— И Сарума!
— А меня пытали!
— А его пытали!
— Почему Фаерано не убил вас всех и сразу? — спросил я, сжимая ладонь Рондины.
— Храмовники… низкие и подлые негодяи, хотели узнать, где наша казна! Убили троих, но это не помогло! Тогда они решили пытать одного на глазах прочих, чтобы сломить нашу волю… А у нас нет казны! Она у нашей госпожи! — и он указал на Боевую Бабу. — Но они не поверили!
Гритт его маму… Нет предела человеческой жадности!
— У госпожи казна, а мы голые как соколики!

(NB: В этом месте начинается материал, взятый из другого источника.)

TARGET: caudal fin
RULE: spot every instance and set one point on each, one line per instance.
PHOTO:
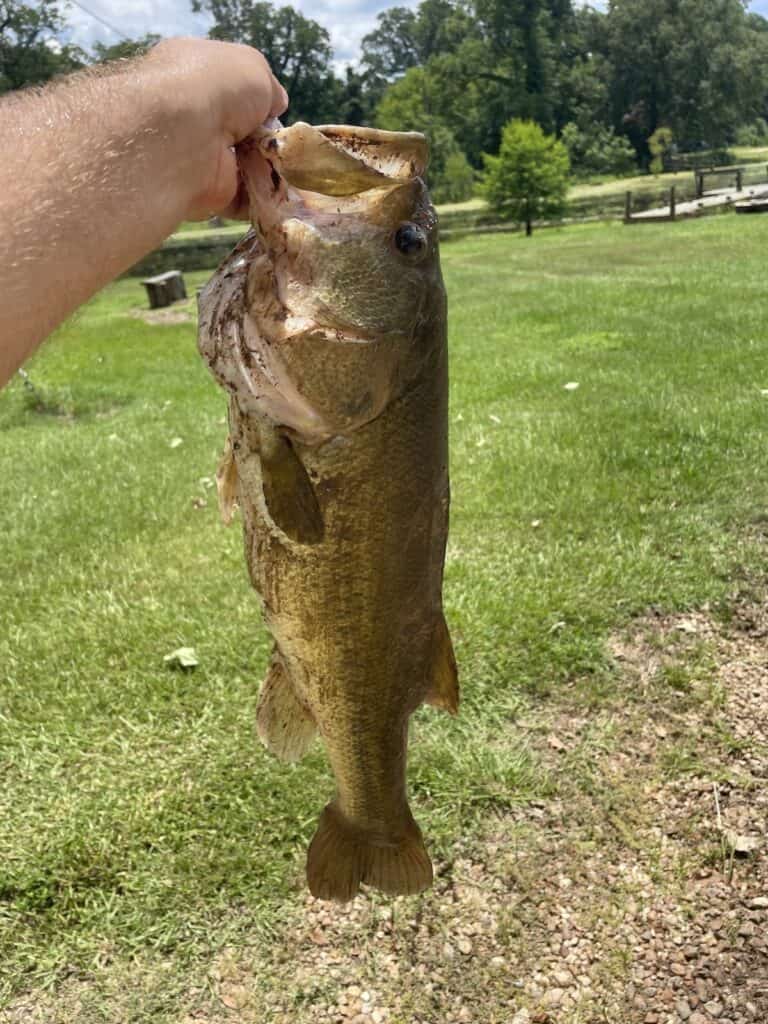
(342, 857)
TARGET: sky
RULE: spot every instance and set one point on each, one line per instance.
(347, 20)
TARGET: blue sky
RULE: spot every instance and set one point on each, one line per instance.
(347, 20)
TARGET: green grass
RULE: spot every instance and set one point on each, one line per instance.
(140, 820)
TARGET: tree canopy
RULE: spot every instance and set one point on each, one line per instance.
(528, 179)
(604, 80)
(298, 50)
(30, 51)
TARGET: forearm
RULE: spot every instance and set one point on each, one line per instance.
(86, 187)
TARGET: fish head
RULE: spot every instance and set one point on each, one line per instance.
(344, 295)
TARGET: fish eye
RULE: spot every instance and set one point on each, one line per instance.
(411, 241)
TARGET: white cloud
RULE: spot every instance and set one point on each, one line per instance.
(346, 20)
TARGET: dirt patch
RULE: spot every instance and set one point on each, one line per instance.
(638, 893)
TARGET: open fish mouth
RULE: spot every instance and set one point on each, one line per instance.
(332, 285)
(340, 160)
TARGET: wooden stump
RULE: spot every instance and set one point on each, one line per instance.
(165, 289)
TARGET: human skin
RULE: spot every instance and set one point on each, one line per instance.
(101, 166)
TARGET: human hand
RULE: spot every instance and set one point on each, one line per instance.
(217, 94)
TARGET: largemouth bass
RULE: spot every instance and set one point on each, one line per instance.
(327, 326)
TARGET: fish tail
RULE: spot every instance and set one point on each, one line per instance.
(342, 856)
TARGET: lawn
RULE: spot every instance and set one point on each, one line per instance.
(142, 826)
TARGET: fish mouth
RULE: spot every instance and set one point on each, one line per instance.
(342, 160)
(304, 181)
(290, 328)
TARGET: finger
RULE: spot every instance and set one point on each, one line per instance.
(280, 99)
(240, 207)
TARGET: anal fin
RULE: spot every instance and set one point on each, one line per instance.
(443, 688)
(226, 483)
(286, 727)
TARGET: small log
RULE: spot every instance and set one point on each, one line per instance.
(627, 207)
(164, 289)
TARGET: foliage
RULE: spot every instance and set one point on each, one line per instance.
(755, 133)
(414, 101)
(30, 51)
(698, 67)
(125, 48)
(597, 152)
(298, 50)
(528, 179)
(659, 143)
(145, 829)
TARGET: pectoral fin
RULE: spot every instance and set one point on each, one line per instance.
(226, 483)
(288, 491)
(284, 724)
(443, 691)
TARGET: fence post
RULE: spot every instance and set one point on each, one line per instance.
(628, 207)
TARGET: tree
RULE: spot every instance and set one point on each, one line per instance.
(528, 179)
(414, 103)
(125, 48)
(697, 67)
(298, 50)
(30, 51)
(598, 150)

— Ладно, — сказал я хрипло. — А теперь камлайте, чтобы разогнать тучи.
Взгляд филина увял.
— Видите ли, молодой человек, — молвил он. — Для противодействия адскому шаманству Талестры нам потребен ковен из восемнадцати человек, и не менее оного. Нашими же нынешними силами мы, конечно, разумеется, и не исключено, что сможем создать оный направленный ветер, но после усталость сломит всех нас, и не исключено, конечно, разумеется, что многие из нас умрут от разрыва сердца либо апоплексии, ибо нам придется вложить большее количество жизненных сил, каковые и так подорваны сегодняшними внезапными событиями…
Остальные закивали и заквохтали в унисон:
— Ни в коем случае! Ни в коем случае!
— Мне нужно, чтобы вы немедленно разогнали тучи, — повторил я. — Не исключено, конечно, разумеется.
— Боюсь, молодой человек, этого никак…
Маг захрипел, поскольку я пробил его грудь мечом.
— Мне нужно, чтобы вы немедленно разогнали тучи, — сухо повторил я, обегая взглядом испуганные лица. — Не исключено, конечно, разумеется.
Один труп против тысяч жителей Фрайтора и моей Виджи, размен годный. И только посмейте назвать меня кровавым палачом!
Кудесники, сотрясаясь от ужаса, встали, положили руки на плечи друг другу и образовали
— Фатик, — тихо произнес Олник. — У тебя в глазах темнота.
Надо же…
Едва маги, завершив камлание (оно заняло у них порядка десяти минут), упали друг на друга без признаков жизни, ветер растащил тучу, разорвал на гнилые тряпки. Явилось солнце. В расположении лагеря сатрапа мы увидели трупы и пепелища.
Я взглянул на поле Хотта из-под ладони.
Аркония отступила!
Войска всех фракций стояли на тех местах, что заняли перед ливнем. Кракелюра больше нет, Багдбор и Фаерано бежали. Интересно, что оба предателя станут делать теперь, когда их предательство стало явным? Двинут свои армии против Рондины? Вряд ли. Нападут друг на друга? Тоже нет. Скорее всего, они ошеломлены, они не знают, как быть, и, вероятно, уже удрали с поля Хотта. Во всяком случае, я делаю ставку именно на это. Войска изменников остались без основных предводителей. Главное для Рондины теперь — склонить армии на свою сторону. И не думаю, что это будет так уж сложно.
Я обнял ее за плечи, привлек к себе, прижал (что было не очень легко, учитывая ее доспехи):
— Ты видишь, родная? — Я обвел рукой панораму Хотта. — Осталась самая малость для нас! А после… всегда вместе, верно?
Старайся не допускать фальшивых нот, и тогда зритель поверит в твою роль…
— Да, вижу, Фатик… — Голос ее был мягок и податлив. Я склонился и поцеловал Рондину в губы. Сейчас я мог делать с ней все, что захочу.
Отли Меррингер мог бы гордиться таким совершенным лжецом.
— Самая малость, — повторил я, будто читал самому себе заклятие. — Осталась самая малость.
Над полем Хотта, зацепившись одним концом за купола Сэлиджии, повисла радуга.
Бегом вернувшись к месту вторжения, я разделил гномов на четыре равные части. Одну отправил к войскам храмовников.
— Встаньте в виду войск и кричите: «Радуга победы! Аркония отступает! Радуга победы, Двурогий и Рондина — вперед! Фаерано — предатель!»
Вторую — к войскам Багдбора с тем же самым воплем, обогащенным лишь постоянным напоминанием о предательстве кардинала и о том, что Двурогий уже покарал отступника (ложь, но чем больше наглой лжи — тем лучше).